The Hercules of Safety Critical systems
In principle, all products and systems must be safe, in other words, they can't have any unacceptable risk factors. But some risks always remain – no product is 100% safe.
Functional safety means first identifying the risk factors that can cause serious consequences for people or the environment and then determining their risk level. If a risk level is higher than acceptable, actions need to be taken to reduce the risk and to define how they can be detected and how their consequences can be mitigated.
Functional safety has to be taken into consideration in many areas. Factories, for example, have monitoring processes that ensure nothing unplanned happens. The control system can, for example, make sure that a paper machine roll doesn't start rotating too fast or that a wood chip digester doesn't heat up too much.
Functional safety requirements are defined in EU directives, national legislation, and standards. There are many different directives, for example the machinery, elevator, medical, and ATEX directives. The machinery directive specifies among other things that the safety of machinery is the responsibility of its manufacturer. This means that the device has to be designed to function safely throughout the entire lifespan.
Safety is built in layers
The safety of an industrial process, for example, can be thought of as being built in layers in the following way:
First, the process can be inherently safe or it can be designed to be safe. Such a process would not cause serious harm to people or the environment even if something did go wrong. An example could be a chemical process that is designed so that its materials, pressures, and temperatures remain in the safe range for people and the environment.
In the next safety layer, the process regulates itself. When raw products are heated, for example, the correct temperature is maintained by the factory’s automation system.
The next layer contains countermeasures to things that can go wrong. For example, a control room operator carries out predetermined measures if the automation system notices that certain limits have been exceeded.
After this comes the autonomous safety system. If the previous layers of protection are not able to maintain safety, the autonomous safety system kicks in and drives the system or process into a safe state. If for example a paper machine's motor starts to run too fast, the safety system turns off the power to the motor or even turns on the motor’s brake to stop it immediately.
If all of the above safety systems don't help, active protection systems are activated, e.g. fire extinguisher systems. There are also passive safety systems, like for example fire doors. These are the last resorts to try to mitigate the possible consequences.
Safety integrity level according to IEC 61508
The IEC 61508 standard has an important role as an umbrella standard for the functional safety of electrical, electronic, and programmable electronic systems. Safety integrity is indicated according to the IEC 61508 standard through so-called safety integrity levels (SIL). These SIL’s indicate how effectively the autonomous safety system is able to reduce the risks. SIL 1 applications have the lowest level of risk reduction, SIL 4 the highest.
The safety integrity level requirements are based on risk analyses, i.e. risk assessments. SIL 4 is very strict and used mainly where risks have to be minimized in every way possible, such as in nuclear power plants.

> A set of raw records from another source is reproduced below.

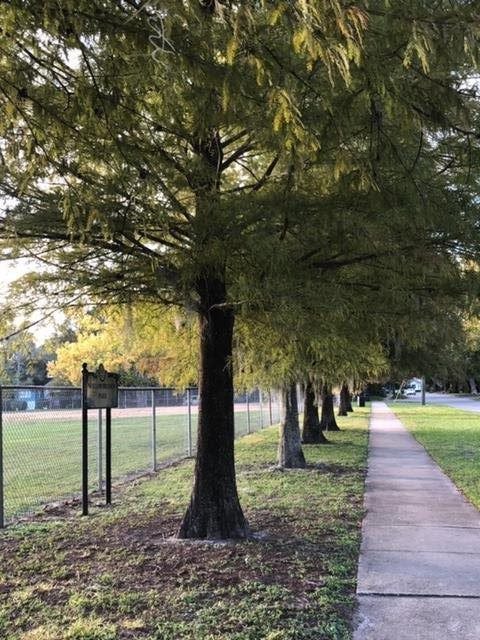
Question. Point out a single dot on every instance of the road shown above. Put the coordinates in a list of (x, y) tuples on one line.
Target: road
[(466, 403)]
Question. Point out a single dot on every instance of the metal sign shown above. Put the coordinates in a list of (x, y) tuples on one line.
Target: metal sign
[(101, 389)]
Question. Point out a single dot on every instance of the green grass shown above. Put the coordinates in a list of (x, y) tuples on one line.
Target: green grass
[(116, 575), (452, 438), (42, 456)]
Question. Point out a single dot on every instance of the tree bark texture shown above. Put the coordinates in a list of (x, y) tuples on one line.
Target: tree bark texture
[(327, 420), (214, 511), (311, 432), (343, 403), (473, 386), (349, 400), (290, 454)]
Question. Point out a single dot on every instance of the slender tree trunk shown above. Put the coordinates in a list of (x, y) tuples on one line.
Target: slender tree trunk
[(214, 511), (343, 404), (290, 454), (473, 386), (349, 399), (311, 432), (327, 420)]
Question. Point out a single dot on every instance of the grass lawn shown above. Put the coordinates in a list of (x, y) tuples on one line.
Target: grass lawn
[(118, 575), (42, 456), (452, 438)]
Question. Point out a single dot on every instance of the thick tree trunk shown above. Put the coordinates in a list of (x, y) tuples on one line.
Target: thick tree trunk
[(311, 432), (290, 454), (214, 511), (327, 420), (343, 403)]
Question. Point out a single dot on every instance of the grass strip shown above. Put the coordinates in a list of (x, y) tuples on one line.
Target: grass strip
[(118, 575), (452, 438)]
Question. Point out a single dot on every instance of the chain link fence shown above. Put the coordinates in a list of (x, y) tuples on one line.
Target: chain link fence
[(40, 439)]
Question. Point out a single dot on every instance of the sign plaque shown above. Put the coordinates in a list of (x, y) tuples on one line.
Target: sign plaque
[(102, 389), (99, 391)]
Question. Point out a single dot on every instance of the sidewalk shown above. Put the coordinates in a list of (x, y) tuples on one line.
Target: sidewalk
[(419, 570)]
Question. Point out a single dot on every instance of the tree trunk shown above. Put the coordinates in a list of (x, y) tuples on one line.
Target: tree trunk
[(290, 454), (473, 386), (343, 404), (327, 421), (311, 432), (214, 511), (349, 399)]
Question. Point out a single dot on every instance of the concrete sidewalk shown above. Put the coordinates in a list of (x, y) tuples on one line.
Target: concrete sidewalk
[(419, 570)]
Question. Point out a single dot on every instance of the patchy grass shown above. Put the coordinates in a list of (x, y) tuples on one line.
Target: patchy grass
[(42, 451), (118, 575), (452, 438)]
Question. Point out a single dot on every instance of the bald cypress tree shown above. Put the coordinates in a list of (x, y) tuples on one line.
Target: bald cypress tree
[(138, 141)]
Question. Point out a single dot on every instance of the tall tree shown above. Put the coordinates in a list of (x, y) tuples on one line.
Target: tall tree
[(151, 163)]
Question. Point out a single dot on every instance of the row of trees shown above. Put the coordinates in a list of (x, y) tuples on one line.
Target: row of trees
[(308, 169)]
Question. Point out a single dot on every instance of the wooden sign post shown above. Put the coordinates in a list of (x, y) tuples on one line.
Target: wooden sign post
[(99, 391)]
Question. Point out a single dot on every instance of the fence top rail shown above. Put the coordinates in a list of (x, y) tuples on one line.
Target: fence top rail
[(60, 388)]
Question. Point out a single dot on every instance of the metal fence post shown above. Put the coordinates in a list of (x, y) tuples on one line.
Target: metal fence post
[(189, 433), (2, 506), (154, 432), (100, 451)]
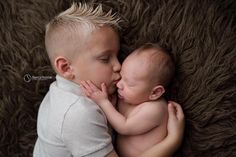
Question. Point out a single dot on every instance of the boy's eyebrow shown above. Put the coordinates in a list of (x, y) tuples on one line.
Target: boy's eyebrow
[(106, 52)]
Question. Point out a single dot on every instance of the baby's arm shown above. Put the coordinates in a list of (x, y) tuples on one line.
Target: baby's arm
[(142, 121), (175, 127)]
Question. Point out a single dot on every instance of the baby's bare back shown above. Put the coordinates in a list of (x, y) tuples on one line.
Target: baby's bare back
[(134, 145)]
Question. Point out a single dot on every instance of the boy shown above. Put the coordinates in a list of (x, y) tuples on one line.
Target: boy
[(82, 44), (142, 118)]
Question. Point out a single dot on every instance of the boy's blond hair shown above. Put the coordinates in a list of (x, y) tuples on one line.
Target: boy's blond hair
[(79, 18)]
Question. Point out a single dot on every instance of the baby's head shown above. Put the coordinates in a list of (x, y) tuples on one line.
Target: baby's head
[(80, 43), (145, 74)]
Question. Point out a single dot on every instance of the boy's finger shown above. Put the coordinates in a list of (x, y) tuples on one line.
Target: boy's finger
[(172, 111), (104, 88), (85, 91), (178, 109), (86, 86), (92, 86)]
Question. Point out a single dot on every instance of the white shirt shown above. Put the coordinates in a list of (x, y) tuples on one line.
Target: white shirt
[(70, 124)]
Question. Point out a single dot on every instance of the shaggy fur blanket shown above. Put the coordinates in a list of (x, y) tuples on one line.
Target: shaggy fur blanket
[(201, 35)]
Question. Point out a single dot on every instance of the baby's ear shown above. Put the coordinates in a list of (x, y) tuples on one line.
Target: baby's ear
[(63, 67), (157, 92)]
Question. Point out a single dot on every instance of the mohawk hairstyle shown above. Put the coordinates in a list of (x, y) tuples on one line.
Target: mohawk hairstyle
[(85, 14), (80, 17)]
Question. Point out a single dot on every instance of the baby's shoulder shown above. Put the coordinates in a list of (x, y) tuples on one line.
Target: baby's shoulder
[(157, 103), (155, 106)]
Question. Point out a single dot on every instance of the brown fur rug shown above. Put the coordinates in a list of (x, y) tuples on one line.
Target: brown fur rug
[(201, 35)]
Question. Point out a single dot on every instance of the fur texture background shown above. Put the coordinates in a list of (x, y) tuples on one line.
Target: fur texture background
[(201, 35)]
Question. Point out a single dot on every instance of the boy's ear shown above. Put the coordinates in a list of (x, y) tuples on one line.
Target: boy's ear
[(157, 92), (63, 67)]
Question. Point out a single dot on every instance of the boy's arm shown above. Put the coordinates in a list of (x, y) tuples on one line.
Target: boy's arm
[(169, 145), (147, 118)]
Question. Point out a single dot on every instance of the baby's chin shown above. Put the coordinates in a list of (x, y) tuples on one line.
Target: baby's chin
[(112, 90)]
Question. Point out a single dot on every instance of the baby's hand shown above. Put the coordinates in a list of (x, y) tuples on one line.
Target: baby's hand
[(94, 93)]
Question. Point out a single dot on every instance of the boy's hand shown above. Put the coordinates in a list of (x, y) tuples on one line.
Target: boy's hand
[(91, 91)]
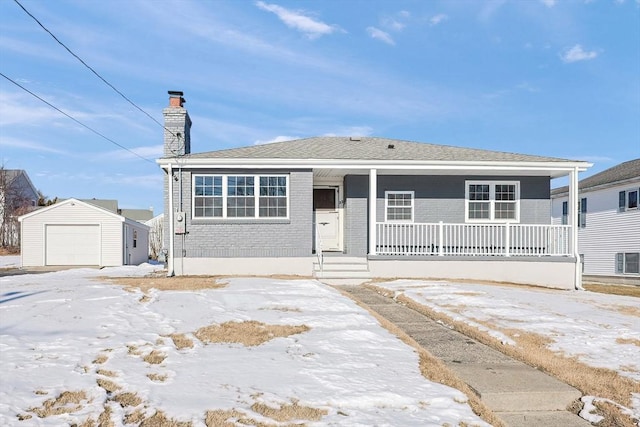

There are no rules of thumb for SIL classification. Classification is always determined separately for each application and often requires input from an expert. The bigger the risks and the more serious the possible consequence, the higher the safety classification has to be. The choice of classification always needs to be justified by sufficient evidence.
As a basic rule, the different components in the safety system should be reliable. If and when this is not the case, the alternatives are to have good enough diagnostics in place to detect faults or to increase redundancy or both to ensure the safety functions. This is actually always a trade-off. When there are dozens or hundreds of components that can become defective, the theoretical failure rate can get so high that it is no longer possible to achieve the required SIL without using fault diagnostics.
Product certification means that a third party, a certification company, has issued a certificate of the product’s compliance with the relevant requirements. This is nowadays very often TÜV. TÜV inspects the design and documentation and checks that they comply with the relevant standards.
It is much easier to implement the safety functions using previously certified components. That is why a great variety of products and components now available as already certified. Such components include various logic controllers, motor and device drives, measurement devices, and safety switches. The certification is a strong sales argument for these devices.
There are also safety-certified electronic components. An example is the Hercules processor from Texas Instruments. The idea of Hercules is that the certification of an entire product is easier when the critical building blocks are already certified. If ordinary, uncertified processors are used in product design, one has to search for the reliability data oneself and plan and carry out the development process in compliance with the relevant standards.
The Hercules processor is actually a platform that includes several different product families. The two most important product families are the RM and the TMS570. The Hercules is based on a Cortex-R core, and developed to comply with SIL 3. The RM series is designed mainly for industrial and medical use, and the TMS570 is certified as SIL 3 and also according to the ISO 26262 ASIL D standard for automotive use.
The safety functions and diagnostics are implemented in the microcontroller according to the “safe island” concept. The safety functionality is protected by diagnostics means and isolated from the non-safety critical parts. This architecture contains two processor cores. From a safety perspective, the chip uses the concept “one out of one with diagnostics” (1oo1D), in which one core carries out the security functions but includes safety-ensuring diagnostics and cross comparison from the other core. Its primary way of functioning is in principle single-channel activity, but diagnostics has been added to it. In this way the system itself tries to ensure that it’s working correctly.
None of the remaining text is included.